The used cars that have dropped the most in value in the last year

Used car prices have largely risen, but there are outliers.

The used cars that have dropped the most in value in the last year

Used car prices have risen dramatically over the past couple of years as a result of the Covid-19 pandemic.

Because of parts shortages for new cars, many models face lengthy waiting lists – often upwards of a year. Consumers have therefore turned to the used market instead, driving up prices in the process – some even found that their cars became worth thousands more than they paid for them.

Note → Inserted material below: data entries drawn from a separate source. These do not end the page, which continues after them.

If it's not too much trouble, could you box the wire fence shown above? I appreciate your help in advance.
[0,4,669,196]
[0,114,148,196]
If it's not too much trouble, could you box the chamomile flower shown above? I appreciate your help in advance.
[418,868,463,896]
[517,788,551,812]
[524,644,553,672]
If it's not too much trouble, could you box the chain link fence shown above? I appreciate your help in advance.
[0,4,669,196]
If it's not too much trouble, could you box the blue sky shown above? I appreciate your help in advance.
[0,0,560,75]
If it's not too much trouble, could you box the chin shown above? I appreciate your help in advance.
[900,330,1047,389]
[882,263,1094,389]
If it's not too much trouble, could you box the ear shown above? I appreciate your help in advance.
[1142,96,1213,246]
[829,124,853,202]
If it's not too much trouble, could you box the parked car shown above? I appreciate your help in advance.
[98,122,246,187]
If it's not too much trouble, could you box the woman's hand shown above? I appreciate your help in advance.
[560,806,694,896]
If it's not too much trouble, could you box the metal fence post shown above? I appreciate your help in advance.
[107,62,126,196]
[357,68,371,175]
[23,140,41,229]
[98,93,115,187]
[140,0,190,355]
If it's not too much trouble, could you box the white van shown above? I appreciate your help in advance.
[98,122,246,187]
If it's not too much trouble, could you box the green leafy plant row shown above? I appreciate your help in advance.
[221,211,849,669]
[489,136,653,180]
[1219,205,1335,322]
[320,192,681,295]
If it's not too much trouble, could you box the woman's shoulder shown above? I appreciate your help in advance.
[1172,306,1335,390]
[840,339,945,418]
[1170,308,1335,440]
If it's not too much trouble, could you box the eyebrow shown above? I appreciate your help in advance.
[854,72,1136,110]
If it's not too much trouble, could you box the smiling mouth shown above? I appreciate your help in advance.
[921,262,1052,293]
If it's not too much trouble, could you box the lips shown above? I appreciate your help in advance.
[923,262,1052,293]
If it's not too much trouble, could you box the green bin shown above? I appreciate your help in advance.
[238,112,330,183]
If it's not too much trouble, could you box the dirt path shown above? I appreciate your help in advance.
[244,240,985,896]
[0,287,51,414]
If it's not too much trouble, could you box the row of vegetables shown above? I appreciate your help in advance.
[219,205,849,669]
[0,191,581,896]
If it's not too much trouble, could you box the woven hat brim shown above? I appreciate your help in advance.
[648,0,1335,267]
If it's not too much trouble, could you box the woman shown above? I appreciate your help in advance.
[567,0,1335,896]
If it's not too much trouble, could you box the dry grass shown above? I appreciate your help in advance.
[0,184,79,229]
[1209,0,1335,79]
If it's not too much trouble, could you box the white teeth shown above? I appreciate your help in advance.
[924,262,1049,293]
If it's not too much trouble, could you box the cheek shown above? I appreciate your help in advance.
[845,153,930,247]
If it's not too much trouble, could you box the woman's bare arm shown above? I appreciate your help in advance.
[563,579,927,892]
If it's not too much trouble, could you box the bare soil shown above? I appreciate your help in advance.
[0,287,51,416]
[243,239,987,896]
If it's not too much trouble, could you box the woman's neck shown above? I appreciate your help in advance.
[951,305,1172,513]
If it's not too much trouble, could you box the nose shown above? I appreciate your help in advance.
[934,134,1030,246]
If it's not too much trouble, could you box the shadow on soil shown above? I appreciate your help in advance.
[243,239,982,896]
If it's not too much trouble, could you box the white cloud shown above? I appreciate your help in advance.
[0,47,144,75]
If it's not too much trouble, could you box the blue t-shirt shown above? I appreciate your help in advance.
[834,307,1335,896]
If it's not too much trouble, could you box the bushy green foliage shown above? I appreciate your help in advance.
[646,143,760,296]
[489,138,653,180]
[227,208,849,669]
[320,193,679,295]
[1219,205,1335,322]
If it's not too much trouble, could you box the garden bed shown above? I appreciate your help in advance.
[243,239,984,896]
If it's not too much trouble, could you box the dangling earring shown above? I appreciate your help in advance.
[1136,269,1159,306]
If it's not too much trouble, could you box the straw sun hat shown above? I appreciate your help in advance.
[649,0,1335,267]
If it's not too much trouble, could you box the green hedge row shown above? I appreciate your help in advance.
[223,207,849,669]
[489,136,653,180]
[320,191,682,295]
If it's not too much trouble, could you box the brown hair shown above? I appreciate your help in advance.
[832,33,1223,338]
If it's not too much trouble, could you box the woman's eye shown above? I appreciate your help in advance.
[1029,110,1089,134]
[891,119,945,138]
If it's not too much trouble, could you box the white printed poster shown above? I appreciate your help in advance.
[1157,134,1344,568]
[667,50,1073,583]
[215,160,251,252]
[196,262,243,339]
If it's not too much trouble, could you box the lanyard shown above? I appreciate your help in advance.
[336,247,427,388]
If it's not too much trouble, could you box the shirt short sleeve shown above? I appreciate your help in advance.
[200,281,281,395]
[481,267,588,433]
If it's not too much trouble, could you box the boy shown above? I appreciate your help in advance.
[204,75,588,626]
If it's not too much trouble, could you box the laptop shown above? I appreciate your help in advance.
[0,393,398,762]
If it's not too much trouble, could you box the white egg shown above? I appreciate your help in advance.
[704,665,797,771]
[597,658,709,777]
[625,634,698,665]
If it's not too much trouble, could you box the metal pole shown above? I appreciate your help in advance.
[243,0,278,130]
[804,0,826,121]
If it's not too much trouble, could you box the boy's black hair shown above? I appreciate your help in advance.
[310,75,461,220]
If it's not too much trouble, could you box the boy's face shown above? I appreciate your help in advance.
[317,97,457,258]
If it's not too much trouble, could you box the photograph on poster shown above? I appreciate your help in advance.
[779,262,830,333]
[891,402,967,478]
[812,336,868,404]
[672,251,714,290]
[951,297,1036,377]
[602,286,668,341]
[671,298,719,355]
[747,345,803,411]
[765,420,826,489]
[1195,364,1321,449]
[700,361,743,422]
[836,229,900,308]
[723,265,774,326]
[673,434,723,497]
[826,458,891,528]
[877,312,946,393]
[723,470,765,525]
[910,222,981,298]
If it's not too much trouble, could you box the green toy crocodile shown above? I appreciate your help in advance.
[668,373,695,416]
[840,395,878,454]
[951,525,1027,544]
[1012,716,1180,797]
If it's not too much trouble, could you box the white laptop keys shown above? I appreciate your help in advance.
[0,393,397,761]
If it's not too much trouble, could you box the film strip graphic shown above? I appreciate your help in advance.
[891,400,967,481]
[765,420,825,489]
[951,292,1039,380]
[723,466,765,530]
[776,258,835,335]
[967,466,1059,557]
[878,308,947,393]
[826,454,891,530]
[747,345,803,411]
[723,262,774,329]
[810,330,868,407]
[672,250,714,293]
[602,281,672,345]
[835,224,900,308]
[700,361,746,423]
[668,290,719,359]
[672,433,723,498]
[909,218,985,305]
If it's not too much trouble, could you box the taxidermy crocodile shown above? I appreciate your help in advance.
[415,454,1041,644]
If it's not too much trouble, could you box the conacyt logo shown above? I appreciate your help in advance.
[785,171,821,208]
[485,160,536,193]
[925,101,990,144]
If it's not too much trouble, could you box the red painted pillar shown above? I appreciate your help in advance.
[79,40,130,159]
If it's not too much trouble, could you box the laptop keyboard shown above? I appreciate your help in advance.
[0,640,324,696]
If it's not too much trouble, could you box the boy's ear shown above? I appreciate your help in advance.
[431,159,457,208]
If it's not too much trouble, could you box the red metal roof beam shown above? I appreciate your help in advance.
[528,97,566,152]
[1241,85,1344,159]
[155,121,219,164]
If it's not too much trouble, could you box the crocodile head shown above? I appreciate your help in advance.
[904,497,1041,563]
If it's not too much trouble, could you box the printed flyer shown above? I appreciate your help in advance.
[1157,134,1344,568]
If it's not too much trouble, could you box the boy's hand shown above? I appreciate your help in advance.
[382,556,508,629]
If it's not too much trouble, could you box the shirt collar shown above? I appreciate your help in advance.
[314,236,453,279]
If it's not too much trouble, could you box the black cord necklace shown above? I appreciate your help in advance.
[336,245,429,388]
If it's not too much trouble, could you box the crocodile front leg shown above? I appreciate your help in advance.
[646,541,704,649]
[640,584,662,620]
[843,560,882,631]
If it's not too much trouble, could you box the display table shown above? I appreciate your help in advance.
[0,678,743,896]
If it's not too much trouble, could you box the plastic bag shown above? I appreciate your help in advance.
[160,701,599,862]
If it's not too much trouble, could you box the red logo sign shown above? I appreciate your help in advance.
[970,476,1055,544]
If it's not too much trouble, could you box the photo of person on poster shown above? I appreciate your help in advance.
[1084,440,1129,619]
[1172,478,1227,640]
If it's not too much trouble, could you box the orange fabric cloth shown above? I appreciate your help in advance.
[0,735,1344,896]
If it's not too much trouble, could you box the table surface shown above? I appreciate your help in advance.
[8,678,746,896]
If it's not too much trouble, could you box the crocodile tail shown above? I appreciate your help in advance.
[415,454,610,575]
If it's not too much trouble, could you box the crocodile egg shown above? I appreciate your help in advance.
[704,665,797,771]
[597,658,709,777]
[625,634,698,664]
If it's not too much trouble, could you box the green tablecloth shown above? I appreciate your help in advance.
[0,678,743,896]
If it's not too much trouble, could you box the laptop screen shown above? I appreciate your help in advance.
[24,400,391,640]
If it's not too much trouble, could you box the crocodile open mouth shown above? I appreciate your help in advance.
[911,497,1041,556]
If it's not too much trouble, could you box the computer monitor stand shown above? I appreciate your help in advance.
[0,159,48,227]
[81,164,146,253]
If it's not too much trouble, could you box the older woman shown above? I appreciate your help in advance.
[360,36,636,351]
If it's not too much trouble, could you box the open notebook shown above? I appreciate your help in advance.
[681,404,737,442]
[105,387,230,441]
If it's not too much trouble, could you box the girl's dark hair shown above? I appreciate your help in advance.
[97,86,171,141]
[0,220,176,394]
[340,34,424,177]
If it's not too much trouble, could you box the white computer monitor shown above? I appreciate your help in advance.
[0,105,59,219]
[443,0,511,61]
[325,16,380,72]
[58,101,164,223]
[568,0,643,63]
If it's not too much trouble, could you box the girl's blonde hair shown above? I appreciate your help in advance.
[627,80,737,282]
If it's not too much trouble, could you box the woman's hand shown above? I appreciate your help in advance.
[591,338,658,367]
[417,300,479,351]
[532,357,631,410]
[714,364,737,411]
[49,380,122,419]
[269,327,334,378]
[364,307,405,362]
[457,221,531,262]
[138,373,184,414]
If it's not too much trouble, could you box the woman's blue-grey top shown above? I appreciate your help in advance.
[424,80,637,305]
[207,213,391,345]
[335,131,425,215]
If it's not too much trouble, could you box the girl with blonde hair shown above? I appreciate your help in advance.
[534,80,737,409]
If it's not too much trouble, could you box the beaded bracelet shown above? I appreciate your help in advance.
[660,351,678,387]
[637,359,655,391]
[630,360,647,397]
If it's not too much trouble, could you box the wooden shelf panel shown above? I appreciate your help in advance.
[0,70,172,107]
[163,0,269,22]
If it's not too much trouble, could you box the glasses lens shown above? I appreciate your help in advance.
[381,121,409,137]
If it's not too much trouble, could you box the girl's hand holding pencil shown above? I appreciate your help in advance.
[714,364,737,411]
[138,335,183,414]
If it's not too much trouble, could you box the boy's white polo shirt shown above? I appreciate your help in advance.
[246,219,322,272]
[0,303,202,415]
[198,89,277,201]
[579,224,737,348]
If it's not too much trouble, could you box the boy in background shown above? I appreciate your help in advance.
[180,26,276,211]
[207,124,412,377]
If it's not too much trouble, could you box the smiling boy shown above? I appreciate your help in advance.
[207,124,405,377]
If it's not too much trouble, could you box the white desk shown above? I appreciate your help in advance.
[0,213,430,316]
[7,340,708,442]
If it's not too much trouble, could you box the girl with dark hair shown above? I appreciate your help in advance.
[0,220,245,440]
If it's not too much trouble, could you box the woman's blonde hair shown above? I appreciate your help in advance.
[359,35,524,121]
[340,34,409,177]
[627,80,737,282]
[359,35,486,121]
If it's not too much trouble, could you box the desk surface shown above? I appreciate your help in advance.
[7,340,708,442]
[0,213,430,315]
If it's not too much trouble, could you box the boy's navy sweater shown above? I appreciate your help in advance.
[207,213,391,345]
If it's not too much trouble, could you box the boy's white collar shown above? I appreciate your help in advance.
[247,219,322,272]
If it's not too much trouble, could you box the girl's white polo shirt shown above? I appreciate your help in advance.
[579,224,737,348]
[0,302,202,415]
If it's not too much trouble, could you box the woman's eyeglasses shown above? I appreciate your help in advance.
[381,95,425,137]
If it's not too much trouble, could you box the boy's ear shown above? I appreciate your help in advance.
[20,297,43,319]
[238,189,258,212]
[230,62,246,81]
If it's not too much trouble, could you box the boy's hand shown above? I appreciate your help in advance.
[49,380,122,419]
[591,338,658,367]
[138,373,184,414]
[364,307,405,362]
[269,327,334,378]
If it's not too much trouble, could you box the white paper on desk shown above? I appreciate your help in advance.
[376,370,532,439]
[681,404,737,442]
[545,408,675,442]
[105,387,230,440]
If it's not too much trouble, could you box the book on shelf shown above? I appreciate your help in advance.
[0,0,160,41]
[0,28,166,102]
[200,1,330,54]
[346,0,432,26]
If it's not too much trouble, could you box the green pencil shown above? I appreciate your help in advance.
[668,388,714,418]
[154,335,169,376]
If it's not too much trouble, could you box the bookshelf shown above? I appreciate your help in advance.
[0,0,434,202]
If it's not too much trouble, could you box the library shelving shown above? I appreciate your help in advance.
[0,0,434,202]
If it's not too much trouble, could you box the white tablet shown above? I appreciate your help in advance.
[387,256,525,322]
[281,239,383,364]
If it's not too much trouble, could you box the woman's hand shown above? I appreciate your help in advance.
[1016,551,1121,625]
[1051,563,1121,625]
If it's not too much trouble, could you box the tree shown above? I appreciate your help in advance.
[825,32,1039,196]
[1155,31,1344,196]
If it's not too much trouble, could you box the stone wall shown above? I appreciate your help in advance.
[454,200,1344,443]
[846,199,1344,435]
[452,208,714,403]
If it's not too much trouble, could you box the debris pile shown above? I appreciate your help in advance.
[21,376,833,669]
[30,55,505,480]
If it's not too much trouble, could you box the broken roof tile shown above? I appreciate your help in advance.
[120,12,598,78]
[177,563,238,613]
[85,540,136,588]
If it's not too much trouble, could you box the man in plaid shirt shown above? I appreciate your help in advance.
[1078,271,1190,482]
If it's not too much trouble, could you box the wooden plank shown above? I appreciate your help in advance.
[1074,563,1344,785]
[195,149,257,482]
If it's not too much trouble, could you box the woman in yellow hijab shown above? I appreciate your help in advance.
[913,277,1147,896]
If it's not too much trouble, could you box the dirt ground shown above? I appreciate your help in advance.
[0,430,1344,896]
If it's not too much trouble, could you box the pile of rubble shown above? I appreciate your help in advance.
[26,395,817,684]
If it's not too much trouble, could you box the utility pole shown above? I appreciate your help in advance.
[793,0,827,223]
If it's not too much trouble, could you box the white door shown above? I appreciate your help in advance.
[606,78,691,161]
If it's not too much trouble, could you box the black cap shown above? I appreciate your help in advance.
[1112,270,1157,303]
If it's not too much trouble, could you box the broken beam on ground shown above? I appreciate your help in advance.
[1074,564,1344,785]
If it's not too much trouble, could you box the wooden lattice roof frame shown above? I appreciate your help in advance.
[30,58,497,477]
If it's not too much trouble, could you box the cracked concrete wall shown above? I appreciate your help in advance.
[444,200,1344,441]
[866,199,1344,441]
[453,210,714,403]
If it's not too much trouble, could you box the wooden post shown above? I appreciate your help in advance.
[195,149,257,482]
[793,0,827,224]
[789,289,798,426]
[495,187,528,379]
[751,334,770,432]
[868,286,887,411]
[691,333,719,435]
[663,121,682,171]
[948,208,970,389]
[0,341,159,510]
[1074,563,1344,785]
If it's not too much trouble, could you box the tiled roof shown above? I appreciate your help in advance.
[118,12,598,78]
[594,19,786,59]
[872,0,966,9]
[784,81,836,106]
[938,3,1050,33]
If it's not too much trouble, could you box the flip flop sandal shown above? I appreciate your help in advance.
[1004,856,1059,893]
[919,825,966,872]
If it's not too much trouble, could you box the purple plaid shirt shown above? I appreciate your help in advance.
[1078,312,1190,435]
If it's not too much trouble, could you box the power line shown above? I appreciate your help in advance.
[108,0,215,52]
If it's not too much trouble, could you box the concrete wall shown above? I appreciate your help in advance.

Data from online classified site CarGurus found that used car prices are up 12.9 per cent compared with July 2021. However, not all cars are rising in value, with the firm revealing the 10 used cars that have depreciated the most over the past 12 months.

1.  BMW 2 Series (2019)


You might expect BMWs to be a safe bet against steep depreciation, but a 2019 version of the firm’s 2 Series was the car that lost the most value during the past 12 months. Values have dropped 18.4 per cent from £27,532 to £22,548.

2. Hyundai Kona (2020)

Kona Hybrid Dynamic

Hyundai’s Kona has become a popular crossover choice, thanks to its mix of powertrains, with hybrid and electric models offered. Despite that, though, prices for the 2020 model have dropped significantly in the past 12 months, going from £26,104 in July 2021 to £21,608 last month – a 17.2 per cent reduction.

3. Volkswagen Golf (2019)


The Volkswagen Golf remains one of the most popular used cars on the market, but 2019 versions have dropped in price steeply over the past year. In July 2021, they had an average list price of £23,272, but this dropped to £19,393 last month – representing a 16.7 per cent decline.

4. Peugeot 3008 (2020)

Peugeot 3008

The current Peugeot 3008 was a real turning-point for the French firm as it headed further upmarket. However, it doesn’t mean this family SUV has fought off depreciation, with prices for a 2020 car falling by 15.4 per cent in the past 12 months from £29,037 to £24,577.

5. BMW 5 Series (2019)


BMW’s 5 Series remains one of the most desirable executive cars around, but 2019 versions have noticeably dropped in value in the past 12 months – likely because this was the last year of pre-facelift models of the current generation. An average 5 Series list price was 15.1 per cent down on 2021 – from £36,163 to £30,717.

6. Renault Captur (2021)

Renault Captur

The latest Renault Captur has proved to be a popular choice in the crossover market, and is known for its style and spaciousness. But prices for a 2021 model have fallen by 14.7 per cent since July last year, with a current average list price of £19,110 compared with £22,416 in July 2021.

7. Jaguar F-Pace (2019)

Jaguar F-Pace

The F-Pace has been a big hit for Jaguar as its first SUV, and it remains a desirable premium model, although 2019 versions are good value now, thanks to a 13.4 per cent drop in value over the past year. An average list price for an F-Pace of that year is now £36,410, compared with £42,051. That’s a £5,641 price reduction – the most of any model on this list.

8. Land Rover Discovery Sport (2015)

(Land Rover)

Land Rover is one of the firms facing some of the longest new car waiting lists, with customers reportedly being kept hanging around for 18 months for a new factory-ordered model. It’s really driven up prices for used examples, but that might be slowing, with a 2015-registered Discovery Sport going from an average list price of £22,336 in 2021 to £19,422 in 2022 – a 13 per cent reduction.

9. Honda HR-V (2019)


With a new-generation Honda HR-V hitting the road at the end of last year, it’s perhaps no surprise to see that previous models have fallen in value, with a 2019 version now having an average list price on CarGurus of £19,263. Compared with 2021 when they were worth £22,073, that’s a 12.7 per cent fall in value.

10. BMW X1 (2016)


It’s a third BMW model rounding off the top 10, with a 2016-registered version of the X1 (the brand’s smallest SUV) falling in price by 12.6 per cent over the past year – from £20,405 in July 2021 to £17,829 last month.